Michael Eriksson's Blog

A Swede in Germany

Dropping the ball on version control / Importing snapshots into Subversion

with 2 comments

Unfortunately, computer stupidities are not limited to the ignorant or the stupid—they can also include those lazy, overly optimistic, too pressed for time, whatnot.

A particularly interesting example is my own use of version control:

I am a great believer in version control, I have worked with several* such systems in my professional life, I cannot recall the last time that I worked somewhere without version control, and I have used version control very extensively in past private activities,** including for correspondence, to keep track of config files, and, of course, for my website.

*Off the top of my head, and in likely order of first encounter, PVCS, CVS, Subversion, Git, Perforce. There was also some use of RCS during my time at Uni. (Note that the choice of tools is typically made by the employer, or some manager working for the employer, and is often based on existing licences, company tradition, legacy issues, whatnot. This explains e.g. why Perforce comes after Git in the above listing.)

**Early on, CVS; later, Subversion.

However, at some point, I grew lazy, between long hours in the office, commutes, and whatnots, and I increasingly cut out the overhead—and, mostly, this worked well, because version control is often there for when things go wrong, just like insurance. For small and independent single files, like letters, more than this indirect insurance is rarely needed. (As opposed to greater masses of files, e.g. source code to be coordinated, tagged, branched, maintained in different versions, whatnot.) Yes, using proper version control is still both better and what I recommend, but it is not a game changer when it comes to letters and the like, unlike e.g. a switch from WYSIWYG to something markup-based.

Then I took up writing fiction—and dropped the ball completely.

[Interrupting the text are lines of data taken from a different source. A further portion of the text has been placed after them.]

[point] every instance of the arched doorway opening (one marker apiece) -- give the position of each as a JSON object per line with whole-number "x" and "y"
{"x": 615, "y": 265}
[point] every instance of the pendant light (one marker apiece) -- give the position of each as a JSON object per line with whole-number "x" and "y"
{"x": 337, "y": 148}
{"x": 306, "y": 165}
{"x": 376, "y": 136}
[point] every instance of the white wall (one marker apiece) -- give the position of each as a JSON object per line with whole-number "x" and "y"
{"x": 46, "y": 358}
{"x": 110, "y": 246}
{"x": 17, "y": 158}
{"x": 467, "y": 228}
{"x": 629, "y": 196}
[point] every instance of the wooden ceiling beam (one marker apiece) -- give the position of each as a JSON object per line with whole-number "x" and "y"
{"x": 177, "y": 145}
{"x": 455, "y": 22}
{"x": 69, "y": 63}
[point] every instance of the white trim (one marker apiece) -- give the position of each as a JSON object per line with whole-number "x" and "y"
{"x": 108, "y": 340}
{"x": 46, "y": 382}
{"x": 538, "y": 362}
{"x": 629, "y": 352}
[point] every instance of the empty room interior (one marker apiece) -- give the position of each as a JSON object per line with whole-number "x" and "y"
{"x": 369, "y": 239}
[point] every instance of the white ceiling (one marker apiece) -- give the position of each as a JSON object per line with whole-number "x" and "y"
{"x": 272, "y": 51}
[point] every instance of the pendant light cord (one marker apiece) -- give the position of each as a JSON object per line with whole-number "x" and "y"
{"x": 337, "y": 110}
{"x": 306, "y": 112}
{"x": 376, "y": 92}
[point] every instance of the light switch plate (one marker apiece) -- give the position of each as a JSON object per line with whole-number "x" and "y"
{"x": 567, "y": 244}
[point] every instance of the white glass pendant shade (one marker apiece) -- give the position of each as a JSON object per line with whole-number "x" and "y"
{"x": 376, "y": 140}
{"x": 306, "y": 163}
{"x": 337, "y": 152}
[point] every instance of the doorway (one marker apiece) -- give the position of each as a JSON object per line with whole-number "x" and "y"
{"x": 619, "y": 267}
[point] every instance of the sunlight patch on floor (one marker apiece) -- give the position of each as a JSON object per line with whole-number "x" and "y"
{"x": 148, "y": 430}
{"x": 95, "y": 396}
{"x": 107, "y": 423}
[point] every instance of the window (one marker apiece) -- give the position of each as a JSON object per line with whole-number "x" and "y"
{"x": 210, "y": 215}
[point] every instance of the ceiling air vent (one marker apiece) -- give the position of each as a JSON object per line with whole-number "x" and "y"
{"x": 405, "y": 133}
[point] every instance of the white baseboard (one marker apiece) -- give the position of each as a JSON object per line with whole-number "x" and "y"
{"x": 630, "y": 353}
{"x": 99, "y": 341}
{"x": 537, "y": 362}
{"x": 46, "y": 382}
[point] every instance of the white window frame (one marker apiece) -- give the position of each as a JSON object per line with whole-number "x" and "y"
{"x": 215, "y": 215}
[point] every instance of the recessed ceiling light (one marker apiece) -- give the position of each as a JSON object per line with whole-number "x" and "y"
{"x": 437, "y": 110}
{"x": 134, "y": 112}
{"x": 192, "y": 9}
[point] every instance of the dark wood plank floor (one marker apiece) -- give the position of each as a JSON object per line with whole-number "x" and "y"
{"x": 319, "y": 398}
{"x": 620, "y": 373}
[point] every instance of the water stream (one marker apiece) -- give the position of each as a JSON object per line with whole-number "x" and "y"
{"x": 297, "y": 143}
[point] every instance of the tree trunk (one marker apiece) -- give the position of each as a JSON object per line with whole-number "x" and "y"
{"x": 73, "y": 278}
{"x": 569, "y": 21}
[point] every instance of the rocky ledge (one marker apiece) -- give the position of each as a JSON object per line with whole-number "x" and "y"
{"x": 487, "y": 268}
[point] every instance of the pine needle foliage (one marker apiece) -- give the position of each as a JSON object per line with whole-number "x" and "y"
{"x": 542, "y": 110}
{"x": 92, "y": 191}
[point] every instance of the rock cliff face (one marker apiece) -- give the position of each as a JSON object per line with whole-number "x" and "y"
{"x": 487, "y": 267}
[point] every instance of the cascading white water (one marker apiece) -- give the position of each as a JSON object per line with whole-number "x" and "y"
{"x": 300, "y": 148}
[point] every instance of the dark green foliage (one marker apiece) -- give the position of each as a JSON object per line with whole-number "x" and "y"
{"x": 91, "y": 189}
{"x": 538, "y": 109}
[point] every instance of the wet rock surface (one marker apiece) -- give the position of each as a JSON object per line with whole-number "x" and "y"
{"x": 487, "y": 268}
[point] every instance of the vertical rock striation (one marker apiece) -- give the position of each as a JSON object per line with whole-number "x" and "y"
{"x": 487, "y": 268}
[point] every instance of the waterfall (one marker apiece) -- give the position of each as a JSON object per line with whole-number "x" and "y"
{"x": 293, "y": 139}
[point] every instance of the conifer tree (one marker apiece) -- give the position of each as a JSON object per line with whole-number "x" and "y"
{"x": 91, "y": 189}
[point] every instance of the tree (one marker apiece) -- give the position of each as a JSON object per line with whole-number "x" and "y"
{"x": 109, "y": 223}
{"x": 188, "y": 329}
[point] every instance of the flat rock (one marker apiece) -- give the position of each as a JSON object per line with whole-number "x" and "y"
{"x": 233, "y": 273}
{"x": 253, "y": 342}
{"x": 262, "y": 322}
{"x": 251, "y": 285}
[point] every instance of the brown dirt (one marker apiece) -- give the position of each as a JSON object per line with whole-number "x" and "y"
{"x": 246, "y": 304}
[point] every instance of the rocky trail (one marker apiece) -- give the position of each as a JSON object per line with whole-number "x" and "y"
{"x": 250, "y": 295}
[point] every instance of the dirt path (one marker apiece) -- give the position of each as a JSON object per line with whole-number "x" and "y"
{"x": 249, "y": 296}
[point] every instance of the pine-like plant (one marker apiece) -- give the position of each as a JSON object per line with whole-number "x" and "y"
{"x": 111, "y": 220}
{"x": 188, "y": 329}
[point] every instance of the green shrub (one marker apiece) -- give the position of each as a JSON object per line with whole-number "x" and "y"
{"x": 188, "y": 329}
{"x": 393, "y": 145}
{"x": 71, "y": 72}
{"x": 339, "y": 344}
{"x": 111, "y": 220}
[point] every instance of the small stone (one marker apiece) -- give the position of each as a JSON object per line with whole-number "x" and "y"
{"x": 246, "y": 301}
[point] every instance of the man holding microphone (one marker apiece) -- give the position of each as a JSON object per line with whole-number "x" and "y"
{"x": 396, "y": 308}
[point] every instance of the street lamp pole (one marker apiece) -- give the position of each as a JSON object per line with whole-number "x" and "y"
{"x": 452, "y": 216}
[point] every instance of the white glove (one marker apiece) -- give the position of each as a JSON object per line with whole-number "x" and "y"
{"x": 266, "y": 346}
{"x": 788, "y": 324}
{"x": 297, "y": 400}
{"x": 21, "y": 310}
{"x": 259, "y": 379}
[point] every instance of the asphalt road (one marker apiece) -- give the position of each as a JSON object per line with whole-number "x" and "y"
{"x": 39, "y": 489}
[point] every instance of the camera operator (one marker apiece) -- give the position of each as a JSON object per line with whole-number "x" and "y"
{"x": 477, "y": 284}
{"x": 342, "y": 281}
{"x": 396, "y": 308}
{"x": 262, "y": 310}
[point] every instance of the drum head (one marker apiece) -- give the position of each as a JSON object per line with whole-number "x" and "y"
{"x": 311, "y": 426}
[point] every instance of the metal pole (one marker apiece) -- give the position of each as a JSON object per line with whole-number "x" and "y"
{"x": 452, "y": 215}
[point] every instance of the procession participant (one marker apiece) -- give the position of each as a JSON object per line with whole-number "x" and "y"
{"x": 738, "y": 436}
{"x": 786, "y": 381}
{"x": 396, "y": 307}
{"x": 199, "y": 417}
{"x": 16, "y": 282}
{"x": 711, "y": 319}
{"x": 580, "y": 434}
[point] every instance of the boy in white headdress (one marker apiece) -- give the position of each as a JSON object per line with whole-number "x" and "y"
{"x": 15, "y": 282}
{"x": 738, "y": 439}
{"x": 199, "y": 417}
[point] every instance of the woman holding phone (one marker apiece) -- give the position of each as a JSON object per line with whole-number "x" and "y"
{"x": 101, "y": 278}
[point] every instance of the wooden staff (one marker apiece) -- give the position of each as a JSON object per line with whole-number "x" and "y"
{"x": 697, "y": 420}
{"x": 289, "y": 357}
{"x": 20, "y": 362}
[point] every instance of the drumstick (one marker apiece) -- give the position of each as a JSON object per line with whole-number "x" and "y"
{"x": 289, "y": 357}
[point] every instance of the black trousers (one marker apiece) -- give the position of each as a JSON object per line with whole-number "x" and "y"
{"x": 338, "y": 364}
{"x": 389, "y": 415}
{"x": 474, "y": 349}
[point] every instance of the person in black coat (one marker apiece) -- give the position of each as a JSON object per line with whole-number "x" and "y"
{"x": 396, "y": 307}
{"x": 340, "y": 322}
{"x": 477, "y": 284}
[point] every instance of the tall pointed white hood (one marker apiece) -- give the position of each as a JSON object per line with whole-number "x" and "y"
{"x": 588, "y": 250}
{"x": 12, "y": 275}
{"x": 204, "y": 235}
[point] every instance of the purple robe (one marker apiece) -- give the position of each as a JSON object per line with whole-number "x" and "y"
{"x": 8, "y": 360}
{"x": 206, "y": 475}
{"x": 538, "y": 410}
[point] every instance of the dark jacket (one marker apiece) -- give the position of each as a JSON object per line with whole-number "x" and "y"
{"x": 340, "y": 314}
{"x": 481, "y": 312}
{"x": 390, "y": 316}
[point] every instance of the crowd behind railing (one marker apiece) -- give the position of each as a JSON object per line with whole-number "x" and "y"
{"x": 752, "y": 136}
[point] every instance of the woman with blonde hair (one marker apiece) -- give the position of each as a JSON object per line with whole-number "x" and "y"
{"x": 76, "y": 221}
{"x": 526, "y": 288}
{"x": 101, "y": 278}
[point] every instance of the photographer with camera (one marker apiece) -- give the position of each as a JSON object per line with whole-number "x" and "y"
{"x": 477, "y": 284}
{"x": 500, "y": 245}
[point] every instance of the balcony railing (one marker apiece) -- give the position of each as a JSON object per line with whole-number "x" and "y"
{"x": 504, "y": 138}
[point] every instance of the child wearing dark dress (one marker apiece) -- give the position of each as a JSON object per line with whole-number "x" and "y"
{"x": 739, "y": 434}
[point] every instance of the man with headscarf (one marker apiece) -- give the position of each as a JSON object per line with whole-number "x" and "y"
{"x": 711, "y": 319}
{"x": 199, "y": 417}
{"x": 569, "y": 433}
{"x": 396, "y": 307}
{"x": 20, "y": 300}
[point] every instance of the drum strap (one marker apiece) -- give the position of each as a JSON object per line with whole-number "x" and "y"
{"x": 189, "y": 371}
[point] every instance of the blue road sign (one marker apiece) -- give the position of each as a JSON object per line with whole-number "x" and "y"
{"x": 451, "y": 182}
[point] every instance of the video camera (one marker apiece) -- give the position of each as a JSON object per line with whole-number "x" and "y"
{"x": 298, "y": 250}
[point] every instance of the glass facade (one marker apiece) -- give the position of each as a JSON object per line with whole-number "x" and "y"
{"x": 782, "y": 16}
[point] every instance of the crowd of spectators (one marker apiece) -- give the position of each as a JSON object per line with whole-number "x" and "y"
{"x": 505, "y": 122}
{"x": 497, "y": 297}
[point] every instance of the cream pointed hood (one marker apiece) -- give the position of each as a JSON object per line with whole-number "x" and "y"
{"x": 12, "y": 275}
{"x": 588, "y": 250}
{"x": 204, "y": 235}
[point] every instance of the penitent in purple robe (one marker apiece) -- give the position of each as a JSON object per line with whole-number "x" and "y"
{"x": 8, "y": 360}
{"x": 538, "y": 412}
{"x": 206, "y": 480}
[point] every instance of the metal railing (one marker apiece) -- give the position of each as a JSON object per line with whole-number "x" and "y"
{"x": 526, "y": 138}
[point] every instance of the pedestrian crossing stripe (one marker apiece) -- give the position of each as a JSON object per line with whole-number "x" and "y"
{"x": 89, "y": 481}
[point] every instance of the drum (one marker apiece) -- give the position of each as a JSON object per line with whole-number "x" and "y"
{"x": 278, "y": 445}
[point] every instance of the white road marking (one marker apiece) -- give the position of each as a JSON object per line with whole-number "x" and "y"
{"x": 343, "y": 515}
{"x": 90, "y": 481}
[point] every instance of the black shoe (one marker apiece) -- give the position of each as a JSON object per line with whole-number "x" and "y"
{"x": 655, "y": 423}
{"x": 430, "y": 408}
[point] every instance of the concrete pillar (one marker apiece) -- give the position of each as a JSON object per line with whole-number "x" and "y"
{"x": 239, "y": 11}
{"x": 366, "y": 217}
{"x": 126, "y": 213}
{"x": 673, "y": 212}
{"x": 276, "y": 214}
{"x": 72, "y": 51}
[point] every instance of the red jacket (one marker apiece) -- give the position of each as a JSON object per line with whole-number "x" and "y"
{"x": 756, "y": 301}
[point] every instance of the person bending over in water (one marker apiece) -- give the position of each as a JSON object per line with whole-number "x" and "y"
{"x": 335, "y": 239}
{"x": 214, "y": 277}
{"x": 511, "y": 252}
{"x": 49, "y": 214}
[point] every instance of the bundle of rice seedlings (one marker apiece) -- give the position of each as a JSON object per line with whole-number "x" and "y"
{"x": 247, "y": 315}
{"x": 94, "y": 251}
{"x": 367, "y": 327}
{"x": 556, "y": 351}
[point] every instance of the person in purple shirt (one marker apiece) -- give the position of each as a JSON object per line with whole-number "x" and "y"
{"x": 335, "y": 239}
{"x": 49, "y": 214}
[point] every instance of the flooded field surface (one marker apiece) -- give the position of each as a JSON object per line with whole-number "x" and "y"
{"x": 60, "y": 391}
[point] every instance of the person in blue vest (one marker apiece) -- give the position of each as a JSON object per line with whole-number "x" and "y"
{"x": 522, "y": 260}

Of course, I should have used version control for this. I knew this very well, but I had been using Perforce professionally for a few years,* had forgotten the other interfaces, and intended to go with Git over the-much-more-familiar-to-me Subversion.

*Using Perforce for my writings was out of the question. The “user experience” is poor relative e.g. Subversion and Git; ditto, in my impression, the flexibility; Perforce is extremely heavy-weight in setup; and I would likely have needed a commercial licence. Any advantages that Perforce might or might not have had in terms of e.g “enterprise” functionality were irrelevant, and, frankly, brought nothing even in the long-running-but-smallish professional project(s) where I used it.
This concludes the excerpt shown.